BOWLING—BOB STRAMPE, winner of the PBA's 1964 All-Star title, defeated Billy Golembiewski in a close (190-189) final match to win the $35,000 Continental Open in Detroit.
BOXING—The team title at the 38th Golden Gloves Tournament of Champions in Kansas City went to LOS ANGELES when Heavyweight JERRY QUARRY KO'd Jim Donlinger of Minneapolis in 1:32 of the second round to become the only fighter to win all his fights by knockouts.
CURLING—The six-year domination of Scotch Cup competition by Canada ended when the young U.S. champion rink from Superior, Wis. skipped by RAYMOND (Bud) SOMERVILLE, defeated the Canadian rink 9-6 in the final round in Perth, Scotland (page 28). The cup represents the unofficial world championship.
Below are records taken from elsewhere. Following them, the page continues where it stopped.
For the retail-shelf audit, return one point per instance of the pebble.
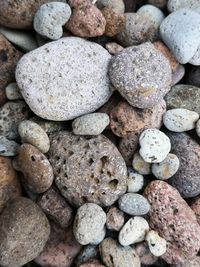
(186, 179)
(56, 207)
(134, 204)
(30, 132)
(37, 171)
(12, 92)
(155, 145)
(86, 19)
(83, 90)
(157, 244)
(11, 114)
(133, 231)
(9, 183)
(135, 181)
(25, 41)
(113, 254)
(24, 230)
(50, 18)
(184, 96)
(60, 250)
(141, 74)
(87, 169)
(114, 219)
(8, 148)
(166, 168)
(174, 221)
(183, 46)
(141, 166)
(88, 223)
(90, 124)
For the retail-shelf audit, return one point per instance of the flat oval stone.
(64, 79)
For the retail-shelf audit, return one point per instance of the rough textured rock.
(87, 169)
(173, 219)
(24, 230)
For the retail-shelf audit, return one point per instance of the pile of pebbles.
(99, 133)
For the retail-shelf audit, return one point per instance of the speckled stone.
(87, 169)
(141, 74)
(46, 87)
(173, 219)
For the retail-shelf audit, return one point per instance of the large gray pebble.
(134, 204)
(183, 44)
(64, 79)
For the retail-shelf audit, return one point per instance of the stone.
(46, 87)
(11, 114)
(180, 120)
(155, 145)
(133, 231)
(114, 219)
(24, 230)
(86, 19)
(186, 179)
(61, 248)
(50, 18)
(183, 46)
(134, 204)
(157, 244)
(87, 169)
(31, 132)
(166, 168)
(36, 169)
(88, 223)
(113, 254)
(174, 221)
(90, 124)
(184, 96)
(56, 207)
(9, 183)
(141, 74)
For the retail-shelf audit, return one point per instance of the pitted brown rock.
(87, 169)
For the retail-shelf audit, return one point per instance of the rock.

DOGS—CH. FEZZIWIG RAGGEDY ANDY (SI, March 1), a pigeon-blue Old English sheepdog owned by Mr. and Mrs. Hendrik Van Rensselaer of Basking Ridge, N.J., defeated a field of 1,696 at the Harrisburg (Pa.) Kennel Club show to gain his fourth best-in-show ribbon.
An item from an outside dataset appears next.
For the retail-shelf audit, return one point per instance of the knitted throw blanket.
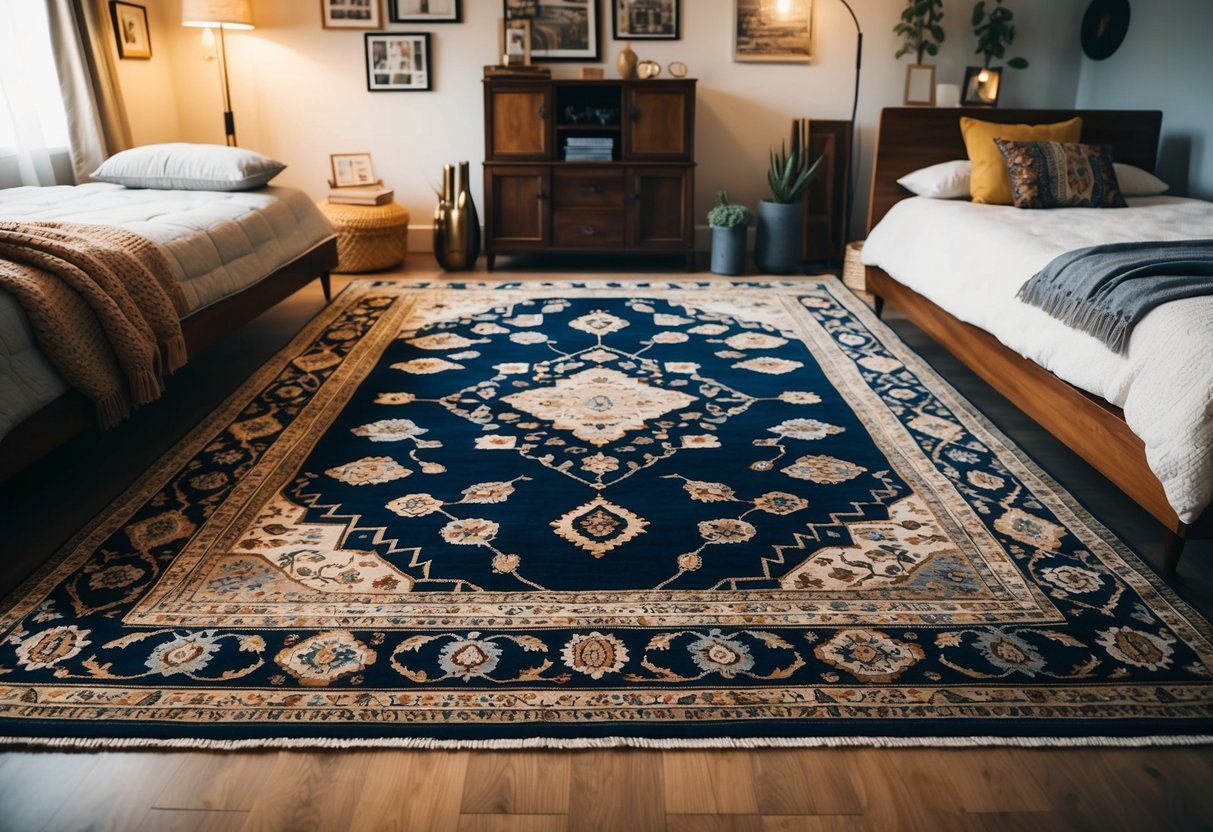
(1105, 290)
(103, 307)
FENCING—COLUMBIA UNIVERSITY, the winner of the Intercollegiate Fencing Association's title three weeks ago, won the NCAA championship in Detroit with 76 wins to New York University's 74.
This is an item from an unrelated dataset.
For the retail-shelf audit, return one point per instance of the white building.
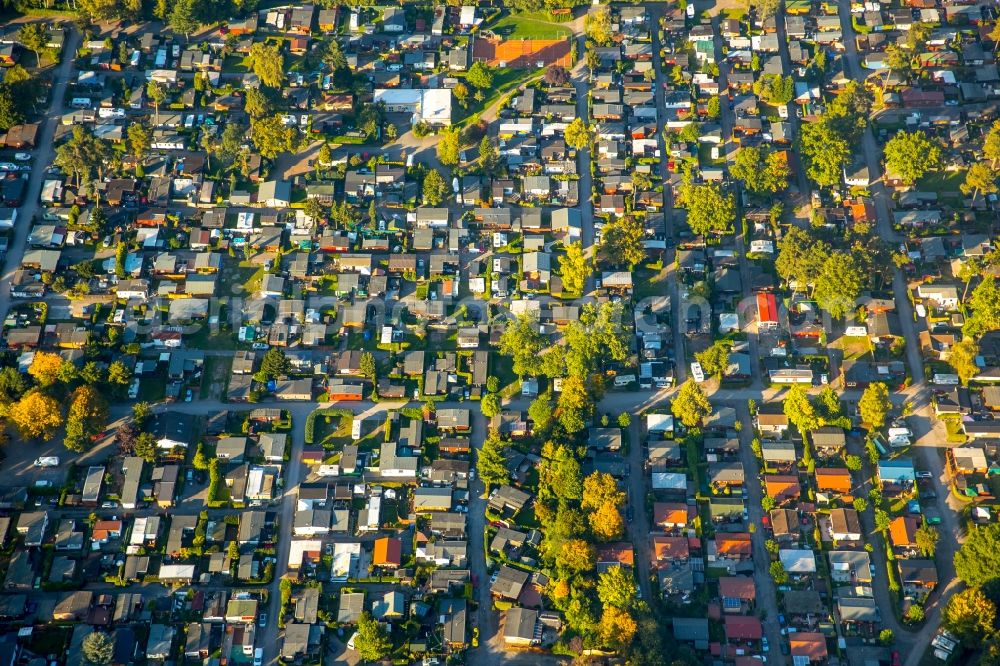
(432, 106)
GOLF—BERT WEAVER of Beaumont, Texas, won his first PGA tournament, the Greater Jacksonville Open, with a 72-hole score of 285, three under par. The winning score, after four days of high winds and rain, was the highest on the PGA tour so far this year. Jack Nicklaus, Dave Marr, Bruce Devlin and Bob Charles all tied for second at 286.
HOCKEY—Three straight losses eliminated CHICAGO from the NHL race leaving DETROIT, still in first by two points with a week to go, and MONTREAL to fight it out. The Red Wings tied the Rangers and beat the Bruins and the Black Hawks for their 12th and 13th victories on home ice, while the Canadiens extended their winning streak to five with three in a row. In one of their victories, 5-2 over the Bruins, Ralph Backstrom scored a hat trick for the first time in his 11-year career. Going through the motions were TORONTO, which was 2-0-1, NEW YORK, 0-1-2, and BOSTON, 1-0-2.
Michigan tech, competing for the fourth time in the finals of the National Collegiate hockey championship, held this year at Brown University, won its second title with an 8-2 defeat of Boston College. The young team (14 players on the squad were completing their first varsity season) from Houghton, Mich. placed five men on the All-Tournament first team.
HORSE RACING—Jockey Bill Mahorney, who has ridden more than 130 winners but never won a slakes race, finally won one when he guided CUPID ($7.20) to an eight-length victory in the $27,700 Paumonok Handicap at Aqueduct.